A paper in the December 24 issue of Physical Review Letters goes to work on the finding of supposed faster-than-light neutrinos by the OPERA experiment. The FTL story has been popping up ever since OPERA — a collaboration between the Laboratori Nazionali del Gran Sasso (LNGS) in Gran Sasso, Italy and the CERN physics laboratory in Geneva — reported last September that neutrinos from CERN had arrived at Gran Sasso’s underground facilities 60 nanoseconds sooner than they would have been expected to arrive if travelling at the speed of light.

The resultant explosion of interest was understandable. Because neutrinos are now thought to have a non-zero mass, an FTL neutrino would be in direct violation of the theory of special relativity, which says that no object with mass can attain the speed of light. Now Ramanath Cowsik (Washington University, St. Louis) and collaborators have examined whether an FTL result was possible. Neutrinos in the experiment were produced by particle collisions that produced a stream of pions. The latter are unstable and decayed into muons and neutrinos.

What Cowsik and team wanted to know was whether pion decays could produce superluminal neutrinos, assuming the conservation of energy and momentum. The result:

“We’ve shown in this paper that if the neutrino that comes out of a pion decay were going faster than the speed of light, the pion lifetime would get longer, and the neutrino would carry a smaller fraction of the energy shared by the neutrino and the muon,” Cowsik says. “What’s more, these difficulties would only increase as the pion energy increases. So we are saying that in the present framework of physics, superluminal neutrinos would be difficult to produce.”

This news release from Washington University gives more details, pointing out that an important check on the OPERA results is the Antarctic neutrino observatory called IceCube, which detects neutrinos from a far different source than CERN. Cosmic rays striking the Earth’s atmosphere produce neutrinos with energies that IceCube has recorded that are in some cases 10,000 times higher than the neutrinos from the OPERA experiment. The IceCube results show that the high-energy pions from which the neutrinos decay generate neutrinos that come close to the speed of light but do not surpass it. This is backed up by conservation of energy and momentum calculations showing that the lifetimes of these pions would be too long for them to decay into superluminal neutrinos. The tantalizing OPERA results look more than ever in doubt.
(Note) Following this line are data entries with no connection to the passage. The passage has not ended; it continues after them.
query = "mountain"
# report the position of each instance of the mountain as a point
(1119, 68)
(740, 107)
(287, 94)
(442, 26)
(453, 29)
Image: The IceCube experiment in Antarctica provides an experimental check on Cowsik’s theoretical calculations. According to Cowsik, neutrinos with extremely high energies should show up at IceCube only if superluminal neutrinos are an impossibility. Because IceCube is seeing high-energy neutrinos, there must be something wrong with the observation of superluminal neutrinos. Credit: ICE.WUSTL.EDU/Pete Guest.

As we continue to home in on what happened in the OPERA experiment, it’s heartening to see how many physicists are praising the OPERA team for their methods. Cowsik himself notes that the OPERA scientists worked for months searching for possible errors and, when they found none, published in an attempt to involve the physics community in solving the conundrum. Since then, Andrew Cohen and Sheldon Glashow have shown (in Physical Review Letters) that if superluminal neutrinos existed, they would radiate energy in the form of electron-positron pairs.

“We are saying that, given physics as we know it today, it should be hard to produce any neutrinos with superluminal velocities, and Cohen and Glashow are saying that even if you did, they’d quickly radiate away their energy and slow down,” Cowsik says.

The paper is Cowsik et al., “Superluminal Neutrinos at OPERA Confront Pion Decay Kinematics,” Physical Review Letters 107, 251801 (2011). Abstract available. The Cohen/Glashow paper is “Pair Creation Constrains Superluminal Neutrino Propagation,” Physical Review Letters 107, 181803 (2011), with abstract available here.